Limitations of H-FABP that prevent its widespread utilization as a diagnostic marker include the following: it is present in both cardiac and skeletal muscles, thus has a limited cardiospecificity; it has a narrow diagnostic window and it might end in false high values in the case of renal insufficiency.14,16,25–27 In the present study, H-FABP, a marker of myocardial ischemia, did not differ between elderly diabetic patients and elderly nondiabetic patients.
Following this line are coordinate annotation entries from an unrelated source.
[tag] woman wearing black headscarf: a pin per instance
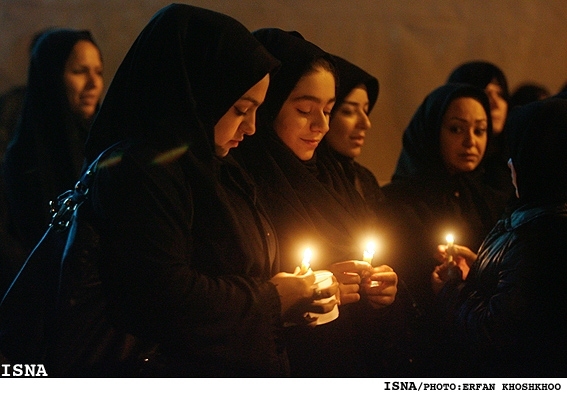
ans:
(46, 156)
(491, 79)
(188, 257)
(356, 95)
(509, 317)
(436, 188)
(310, 200)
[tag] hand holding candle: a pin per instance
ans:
(305, 266)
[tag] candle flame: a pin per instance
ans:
(307, 257)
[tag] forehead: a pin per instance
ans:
(84, 51)
(319, 83)
(358, 95)
(465, 107)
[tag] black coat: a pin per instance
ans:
(509, 318)
(511, 315)
(187, 252)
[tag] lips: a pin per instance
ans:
(311, 143)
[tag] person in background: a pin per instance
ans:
(506, 307)
(46, 155)
(189, 259)
(356, 96)
(487, 76)
(528, 93)
(437, 189)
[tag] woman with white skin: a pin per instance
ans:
(356, 95)
(437, 189)
(311, 202)
(188, 257)
(46, 155)
(490, 78)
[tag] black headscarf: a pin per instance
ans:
(351, 76)
(480, 74)
(46, 155)
(538, 148)
(421, 153)
(185, 255)
(311, 202)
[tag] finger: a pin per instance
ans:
(383, 268)
(326, 292)
(324, 307)
(349, 298)
(349, 289)
(385, 277)
(348, 278)
(351, 266)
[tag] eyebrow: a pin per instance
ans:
(313, 98)
(465, 120)
(252, 100)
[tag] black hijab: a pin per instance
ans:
(480, 74)
(351, 76)
(310, 202)
(46, 155)
(421, 173)
(538, 148)
(168, 98)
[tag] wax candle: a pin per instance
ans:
(368, 254)
(450, 248)
(305, 266)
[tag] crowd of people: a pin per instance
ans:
(218, 156)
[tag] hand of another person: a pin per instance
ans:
(458, 269)
(297, 293)
(463, 258)
(381, 286)
(348, 274)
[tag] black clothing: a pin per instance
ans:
(312, 204)
(364, 181)
(511, 312)
(187, 251)
(46, 155)
(509, 318)
(427, 202)
(495, 163)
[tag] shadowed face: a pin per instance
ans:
(350, 123)
(240, 120)
(83, 79)
(464, 135)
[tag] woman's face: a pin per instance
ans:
(303, 119)
(240, 119)
(83, 79)
(463, 135)
(498, 106)
(349, 123)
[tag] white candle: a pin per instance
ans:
(450, 248)
(368, 254)
(305, 266)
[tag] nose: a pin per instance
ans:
(248, 125)
(468, 139)
(320, 123)
(364, 121)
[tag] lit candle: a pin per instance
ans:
(368, 254)
(305, 267)
(450, 248)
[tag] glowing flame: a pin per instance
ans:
(306, 259)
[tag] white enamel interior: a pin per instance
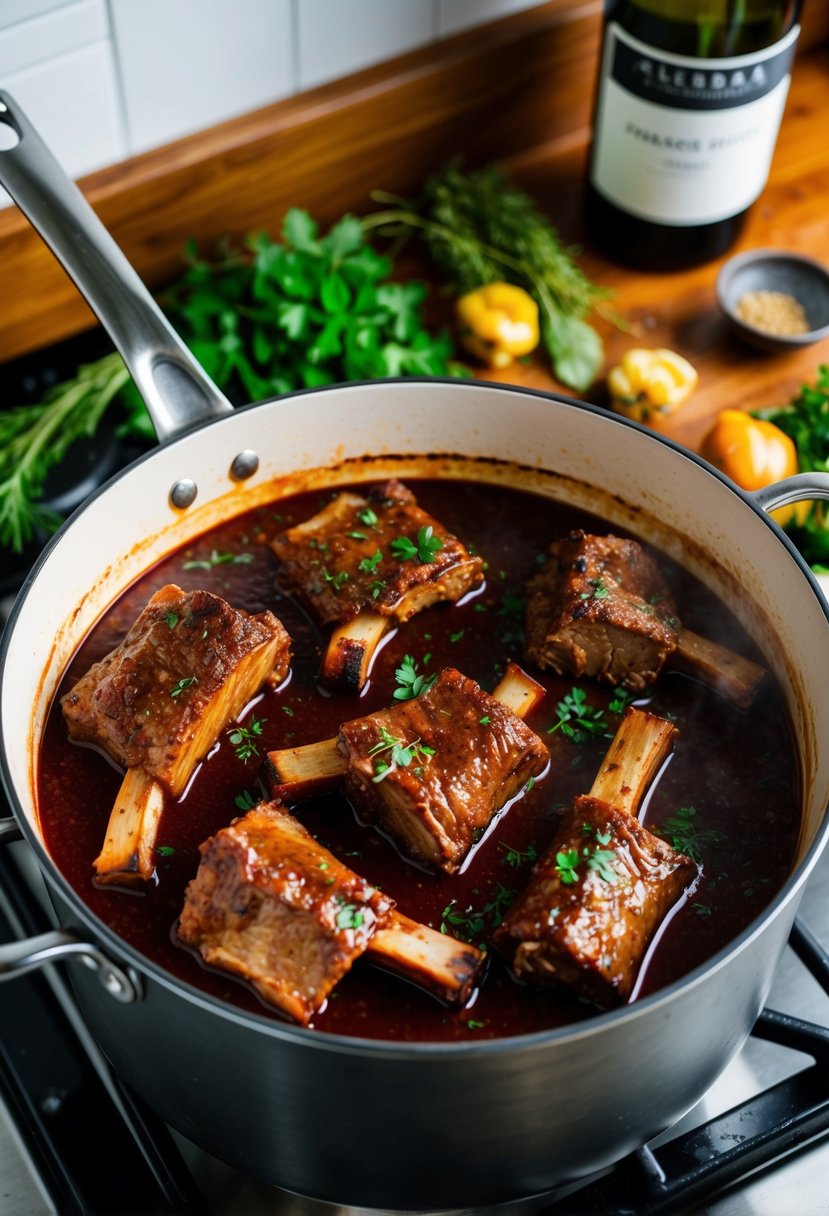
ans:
(593, 460)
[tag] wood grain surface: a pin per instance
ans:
(518, 91)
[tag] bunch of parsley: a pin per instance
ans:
(806, 422)
(479, 229)
(272, 316)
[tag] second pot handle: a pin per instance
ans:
(176, 390)
(793, 489)
(32, 953)
(9, 832)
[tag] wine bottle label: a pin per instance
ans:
(684, 141)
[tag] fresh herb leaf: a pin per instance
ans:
(579, 720)
(244, 738)
(567, 866)
(368, 564)
(423, 549)
(400, 753)
(515, 857)
(682, 831)
(182, 686)
(337, 580)
(478, 229)
(411, 684)
(349, 916)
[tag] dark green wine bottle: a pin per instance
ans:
(689, 102)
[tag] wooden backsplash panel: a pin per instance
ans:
(488, 94)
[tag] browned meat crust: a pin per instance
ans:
(345, 558)
(601, 608)
(468, 753)
(186, 668)
(272, 906)
(592, 933)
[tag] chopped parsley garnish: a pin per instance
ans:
(244, 738)
(368, 517)
(684, 834)
(579, 720)
(601, 590)
(400, 753)
(411, 684)
(349, 916)
(337, 580)
(472, 923)
(621, 698)
(567, 862)
(182, 686)
(368, 564)
(423, 549)
(517, 857)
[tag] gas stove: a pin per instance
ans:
(73, 1140)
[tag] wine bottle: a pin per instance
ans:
(689, 102)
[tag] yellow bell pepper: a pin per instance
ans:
(497, 322)
(754, 454)
(648, 386)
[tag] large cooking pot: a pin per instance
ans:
(349, 1120)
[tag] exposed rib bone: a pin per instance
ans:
(303, 771)
(316, 767)
(351, 648)
(449, 968)
(518, 691)
(737, 677)
(632, 760)
(127, 856)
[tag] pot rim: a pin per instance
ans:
(388, 1048)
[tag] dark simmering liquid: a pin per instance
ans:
(731, 787)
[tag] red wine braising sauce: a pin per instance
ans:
(732, 781)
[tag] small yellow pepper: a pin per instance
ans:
(648, 386)
(754, 454)
(750, 451)
(497, 322)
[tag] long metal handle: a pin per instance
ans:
(176, 390)
(21, 957)
(9, 831)
(793, 489)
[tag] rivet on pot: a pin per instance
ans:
(244, 465)
(184, 493)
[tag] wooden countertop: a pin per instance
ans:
(680, 310)
(519, 93)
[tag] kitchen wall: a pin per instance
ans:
(105, 79)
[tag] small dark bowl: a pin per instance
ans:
(770, 270)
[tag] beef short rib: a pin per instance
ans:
(276, 908)
(364, 553)
(601, 608)
(185, 669)
(434, 771)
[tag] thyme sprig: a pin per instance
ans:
(478, 229)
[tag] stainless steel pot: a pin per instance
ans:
(384, 1124)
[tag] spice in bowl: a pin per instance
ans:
(777, 313)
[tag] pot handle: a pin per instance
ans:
(793, 489)
(9, 832)
(176, 390)
(20, 957)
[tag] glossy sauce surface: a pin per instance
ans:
(732, 781)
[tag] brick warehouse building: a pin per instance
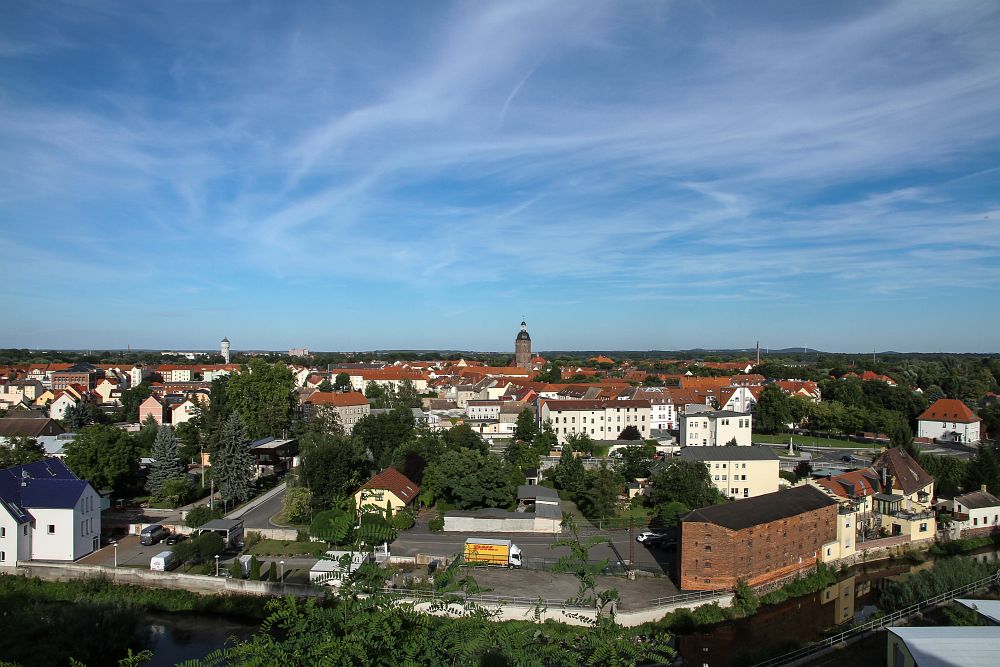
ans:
(758, 540)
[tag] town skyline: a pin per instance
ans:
(648, 176)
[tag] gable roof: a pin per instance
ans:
(949, 409)
(392, 480)
(337, 399)
(854, 484)
(978, 500)
(31, 427)
(906, 473)
(762, 509)
(47, 484)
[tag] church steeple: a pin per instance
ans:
(522, 348)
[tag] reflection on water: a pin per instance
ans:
(174, 638)
(783, 627)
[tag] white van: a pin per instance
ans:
(162, 561)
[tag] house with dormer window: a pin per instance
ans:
(47, 513)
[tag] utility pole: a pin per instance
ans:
(631, 547)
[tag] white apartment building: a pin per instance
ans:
(483, 410)
(950, 420)
(601, 420)
(47, 513)
(979, 510)
(713, 428)
(738, 472)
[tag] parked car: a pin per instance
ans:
(648, 536)
(152, 534)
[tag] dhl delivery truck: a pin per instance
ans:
(486, 551)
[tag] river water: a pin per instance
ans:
(783, 627)
(174, 638)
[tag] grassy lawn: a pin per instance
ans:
(809, 441)
(286, 548)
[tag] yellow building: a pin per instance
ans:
(390, 489)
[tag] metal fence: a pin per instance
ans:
(689, 597)
(484, 598)
(879, 623)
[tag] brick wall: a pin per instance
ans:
(714, 557)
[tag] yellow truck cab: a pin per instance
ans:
(487, 551)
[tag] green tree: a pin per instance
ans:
(332, 467)
(297, 505)
(772, 411)
(232, 463)
(19, 450)
(263, 396)
(599, 500)
(525, 429)
(469, 479)
(105, 456)
(382, 434)
(342, 382)
(201, 515)
(669, 514)
(634, 461)
(333, 525)
(686, 482)
(166, 462)
(77, 416)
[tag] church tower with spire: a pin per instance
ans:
(522, 348)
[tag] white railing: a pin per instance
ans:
(878, 623)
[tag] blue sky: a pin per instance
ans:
(624, 175)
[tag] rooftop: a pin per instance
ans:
(763, 509)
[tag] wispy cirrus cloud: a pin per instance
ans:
(582, 148)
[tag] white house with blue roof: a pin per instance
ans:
(47, 513)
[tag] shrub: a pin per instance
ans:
(251, 540)
(403, 520)
(199, 516)
(209, 545)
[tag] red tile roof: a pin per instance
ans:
(949, 409)
(337, 399)
(392, 480)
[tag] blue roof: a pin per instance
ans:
(46, 484)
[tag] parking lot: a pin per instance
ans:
(130, 553)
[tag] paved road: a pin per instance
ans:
(260, 516)
(419, 540)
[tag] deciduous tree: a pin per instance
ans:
(232, 463)
(166, 462)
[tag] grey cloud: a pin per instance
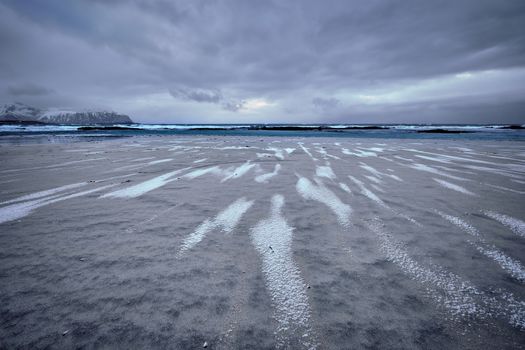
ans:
(298, 52)
(197, 95)
(325, 103)
(233, 106)
(28, 89)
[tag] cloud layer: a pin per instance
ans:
(269, 61)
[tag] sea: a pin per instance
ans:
(72, 133)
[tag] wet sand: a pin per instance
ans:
(262, 243)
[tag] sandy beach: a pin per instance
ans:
(185, 242)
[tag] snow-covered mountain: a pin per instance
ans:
(19, 112)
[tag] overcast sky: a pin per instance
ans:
(246, 61)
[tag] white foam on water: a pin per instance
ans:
(426, 168)
(144, 187)
(447, 289)
(272, 238)
(44, 193)
(19, 210)
(517, 226)
(264, 178)
(345, 187)
(160, 161)
(454, 187)
(225, 221)
(306, 151)
(320, 193)
(239, 171)
(325, 171)
(508, 264)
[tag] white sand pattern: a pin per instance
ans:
(144, 187)
(325, 171)
(445, 288)
(225, 221)
(239, 171)
(454, 187)
(277, 152)
(325, 154)
(458, 296)
(216, 170)
(359, 153)
(160, 161)
(19, 210)
(508, 264)
(426, 168)
(44, 193)
(371, 195)
(272, 237)
(374, 179)
(320, 193)
(52, 166)
(345, 187)
(306, 150)
(264, 178)
(502, 188)
(517, 226)
(365, 191)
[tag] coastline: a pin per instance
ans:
(305, 242)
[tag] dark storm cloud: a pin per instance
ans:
(28, 89)
(325, 103)
(299, 56)
(197, 95)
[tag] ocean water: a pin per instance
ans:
(67, 133)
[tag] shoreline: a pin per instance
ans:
(262, 242)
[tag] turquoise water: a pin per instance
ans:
(398, 131)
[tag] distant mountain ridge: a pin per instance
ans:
(19, 112)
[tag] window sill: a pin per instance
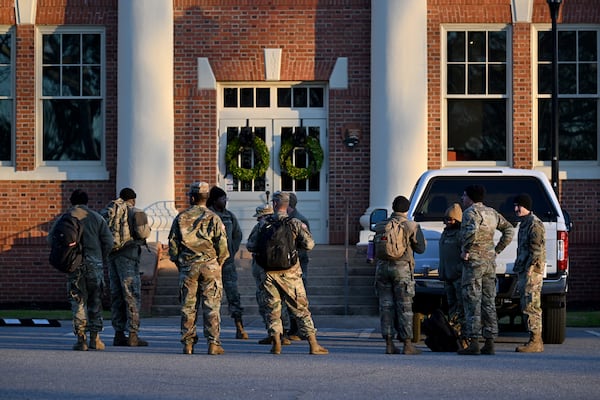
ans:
(56, 173)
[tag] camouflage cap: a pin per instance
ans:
(199, 187)
(282, 197)
(263, 210)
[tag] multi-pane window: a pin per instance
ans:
(476, 94)
(6, 98)
(578, 94)
(72, 96)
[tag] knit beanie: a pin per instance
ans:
(523, 200)
(475, 193)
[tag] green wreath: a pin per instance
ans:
(315, 158)
(261, 159)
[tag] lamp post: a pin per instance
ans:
(554, 6)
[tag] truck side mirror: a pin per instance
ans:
(377, 215)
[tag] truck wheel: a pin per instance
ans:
(417, 319)
(554, 318)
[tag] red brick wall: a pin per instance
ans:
(311, 34)
(29, 207)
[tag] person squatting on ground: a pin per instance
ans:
(395, 283)
(529, 266)
(451, 265)
(217, 202)
(124, 275)
(198, 247)
(85, 285)
(262, 212)
(285, 285)
(478, 226)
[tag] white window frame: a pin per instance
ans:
(445, 96)
(69, 170)
(568, 169)
(7, 166)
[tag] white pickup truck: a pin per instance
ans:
(436, 190)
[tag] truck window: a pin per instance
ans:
(442, 191)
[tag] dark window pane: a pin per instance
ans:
(544, 79)
(497, 46)
(477, 47)
(300, 97)
(5, 48)
(263, 97)
(6, 119)
(51, 81)
(5, 80)
(497, 79)
(71, 81)
(91, 81)
(588, 50)
(456, 46)
(578, 129)
(284, 97)
(588, 78)
(72, 130)
(91, 49)
(316, 97)
(230, 97)
(544, 46)
(477, 79)
(567, 78)
(567, 46)
(247, 97)
(51, 49)
(71, 49)
(456, 79)
(477, 129)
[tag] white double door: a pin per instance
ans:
(244, 197)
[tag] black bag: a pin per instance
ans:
(441, 336)
(66, 251)
(275, 248)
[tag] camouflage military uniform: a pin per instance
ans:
(529, 265)
(479, 224)
(287, 286)
(395, 283)
(234, 238)
(198, 246)
(126, 285)
(85, 285)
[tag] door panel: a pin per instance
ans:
(245, 196)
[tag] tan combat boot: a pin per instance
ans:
(410, 348)
(95, 342)
(81, 344)
(390, 347)
(240, 333)
(535, 344)
(315, 347)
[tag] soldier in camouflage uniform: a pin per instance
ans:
(395, 283)
(217, 202)
(86, 284)
(125, 281)
(287, 286)
(529, 266)
(478, 226)
(198, 246)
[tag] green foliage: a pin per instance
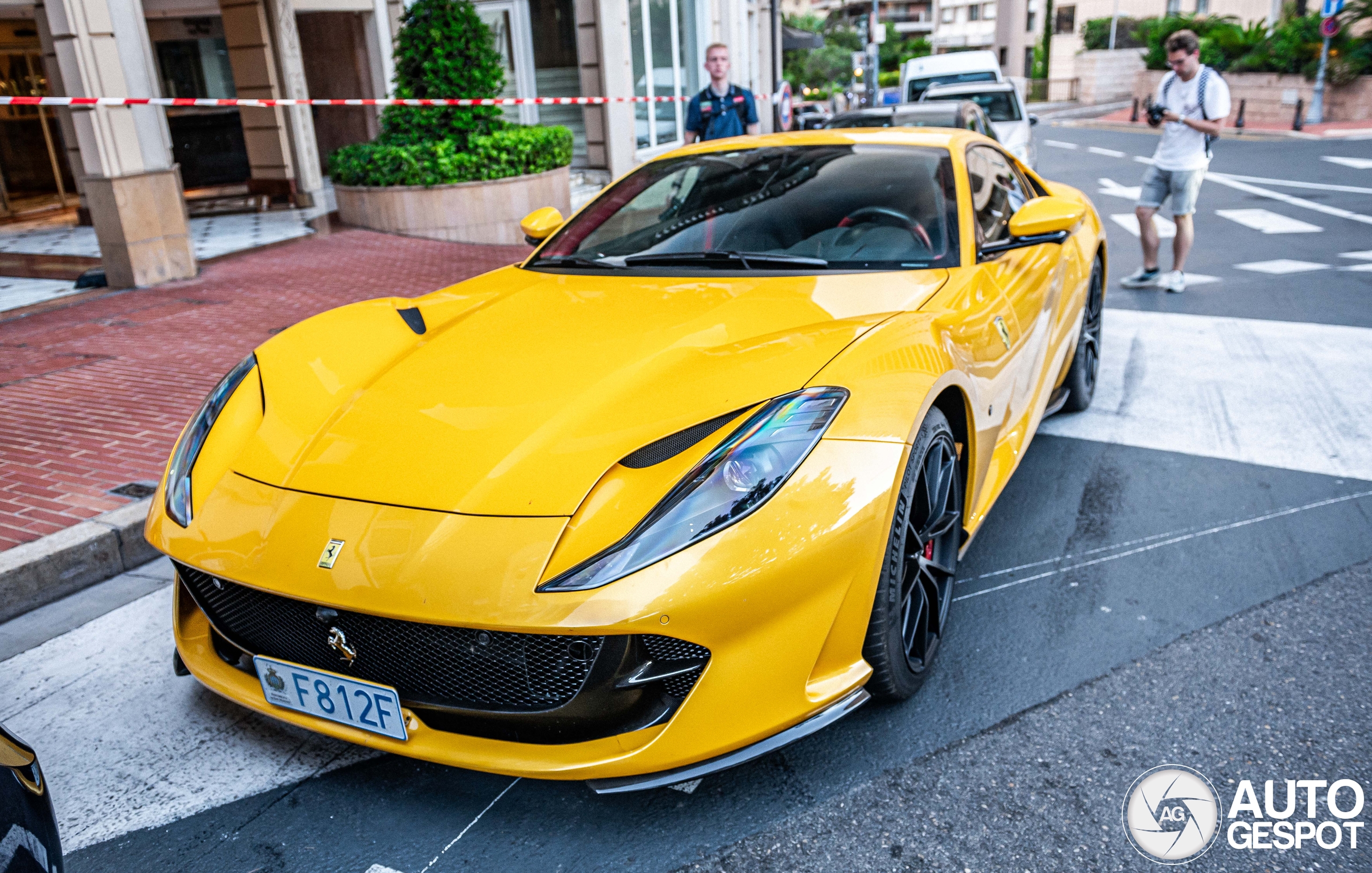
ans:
(1292, 47)
(444, 50)
(832, 65)
(510, 151)
(1095, 33)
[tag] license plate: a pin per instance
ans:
(329, 695)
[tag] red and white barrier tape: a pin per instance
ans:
(356, 102)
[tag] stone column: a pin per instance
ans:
(309, 180)
(253, 61)
(131, 186)
(72, 150)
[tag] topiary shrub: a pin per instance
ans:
(445, 50)
(511, 151)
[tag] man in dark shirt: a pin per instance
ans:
(721, 109)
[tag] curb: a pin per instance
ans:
(1228, 134)
(38, 573)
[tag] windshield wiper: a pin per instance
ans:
(726, 260)
(577, 261)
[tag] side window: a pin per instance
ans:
(996, 193)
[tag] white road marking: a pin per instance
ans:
(1287, 183)
(1268, 221)
(1287, 198)
(1272, 393)
(1199, 279)
(1208, 531)
(1282, 267)
(469, 825)
(126, 744)
(1167, 230)
(1358, 164)
(1113, 188)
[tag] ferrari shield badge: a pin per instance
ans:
(331, 553)
(1001, 329)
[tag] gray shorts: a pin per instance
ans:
(1183, 187)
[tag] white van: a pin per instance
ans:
(951, 69)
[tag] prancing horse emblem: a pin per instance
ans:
(331, 553)
(339, 644)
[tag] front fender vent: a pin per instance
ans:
(678, 442)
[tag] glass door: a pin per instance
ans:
(512, 35)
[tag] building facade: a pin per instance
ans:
(131, 167)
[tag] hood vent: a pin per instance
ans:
(678, 442)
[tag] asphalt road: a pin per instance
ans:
(1124, 533)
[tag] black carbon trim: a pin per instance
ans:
(415, 319)
(678, 442)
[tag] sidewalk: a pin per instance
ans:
(94, 394)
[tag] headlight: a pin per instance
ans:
(728, 485)
(183, 460)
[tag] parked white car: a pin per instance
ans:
(952, 69)
(1003, 106)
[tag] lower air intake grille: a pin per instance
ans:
(426, 663)
(670, 648)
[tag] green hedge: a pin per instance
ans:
(510, 151)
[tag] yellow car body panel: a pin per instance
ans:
(467, 464)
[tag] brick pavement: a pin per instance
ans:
(92, 396)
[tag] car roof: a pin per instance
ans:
(971, 88)
(950, 139)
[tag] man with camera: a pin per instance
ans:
(1191, 103)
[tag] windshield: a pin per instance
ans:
(996, 105)
(795, 208)
(917, 87)
(905, 120)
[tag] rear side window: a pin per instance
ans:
(915, 87)
(996, 193)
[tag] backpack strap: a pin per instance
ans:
(1205, 77)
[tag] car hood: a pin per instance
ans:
(526, 388)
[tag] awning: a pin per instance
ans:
(795, 38)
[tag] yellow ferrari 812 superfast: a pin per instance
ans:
(687, 485)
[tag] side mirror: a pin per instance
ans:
(540, 224)
(1043, 216)
(1042, 220)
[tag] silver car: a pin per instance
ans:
(1003, 107)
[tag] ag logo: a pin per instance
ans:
(1172, 815)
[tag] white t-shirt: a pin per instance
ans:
(1183, 147)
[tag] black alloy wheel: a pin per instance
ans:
(910, 611)
(1086, 363)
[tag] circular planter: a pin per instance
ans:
(479, 212)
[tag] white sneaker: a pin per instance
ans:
(1140, 279)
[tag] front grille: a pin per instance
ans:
(670, 648)
(426, 663)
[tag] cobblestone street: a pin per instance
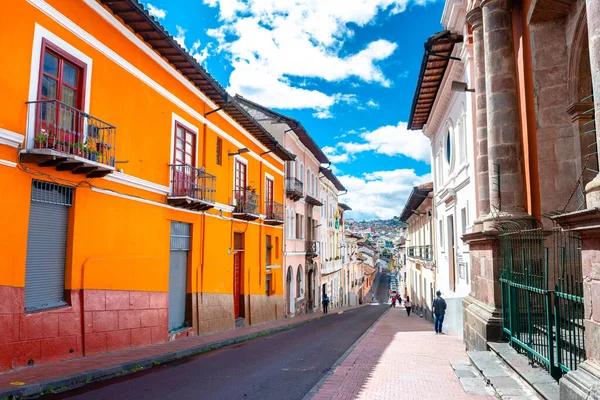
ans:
(400, 358)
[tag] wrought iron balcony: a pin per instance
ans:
(428, 253)
(312, 248)
(274, 213)
(312, 201)
(69, 139)
(294, 188)
(424, 253)
(191, 187)
(245, 203)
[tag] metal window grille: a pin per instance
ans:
(51, 193)
(180, 236)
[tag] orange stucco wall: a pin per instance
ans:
(119, 234)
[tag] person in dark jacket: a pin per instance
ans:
(439, 311)
(325, 304)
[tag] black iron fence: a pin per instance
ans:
(274, 211)
(245, 202)
(65, 129)
(192, 182)
(294, 186)
(542, 294)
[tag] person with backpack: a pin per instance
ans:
(439, 310)
(408, 305)
(325, 303)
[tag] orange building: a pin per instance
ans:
(139, 202)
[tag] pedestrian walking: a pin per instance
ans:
(439, 311)
(325, 304)
(408, 305)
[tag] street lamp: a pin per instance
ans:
(240, 151)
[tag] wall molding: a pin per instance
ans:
(10, 138)
(7, 163)
(127, 66)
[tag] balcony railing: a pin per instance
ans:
(274, 213)
(312, 247)
(245, 203)
(424, 253)
(294, 188)
(70, 139)
(191, 187)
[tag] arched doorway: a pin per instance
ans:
(290, 290)
(311, 294)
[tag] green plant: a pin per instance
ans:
(41, 138)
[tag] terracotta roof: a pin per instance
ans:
(344, 206)
(438, 49)
(295, 125)
(417, 196)
(134, 15)
(329, 175)
(368, 269)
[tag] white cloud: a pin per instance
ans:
(380, 194)
(323, 114)
(389, 140)
(274, 40)
(156, 12)
(180, 37)
(199, 54)
(373, 104)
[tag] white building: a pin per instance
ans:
(449, 125)
(331, 260)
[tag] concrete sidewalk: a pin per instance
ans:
(399, 358)
(60, 376)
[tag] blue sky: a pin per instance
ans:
(346, 68)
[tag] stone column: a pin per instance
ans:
(593, 20)
(475, 18)
(584, 383)
(503, 118)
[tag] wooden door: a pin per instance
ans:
(451, 254)
(240, 181)
(237, 282)
(269, 198)
(184, 158)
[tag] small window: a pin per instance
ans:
(219, 151)
(448, 147)
(269, 247)
(268, 284)
(298, 226)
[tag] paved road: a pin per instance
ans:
(282, 366)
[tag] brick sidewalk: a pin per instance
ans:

Nevertheless, univariate analysis showed that H-FABP was associated with the marker of inflammatory (hs-CRP and fibrinogen) and subclinical atherosclerosis (CIMT) in elderly diabetic patients. Multivariate analysis showed that H-FABP was independently associated with fibrinogen in elderly diabetic patients, and H-FABP levels were higher in patients with higher fibrinogen levels. Thus, H-FABP does not possess a high diagnostic value as a cardiovascular marker when used alone; however, it may add supplementary information in patients with a high fibrinogen level.
The authors report no conflicts of interest in this work.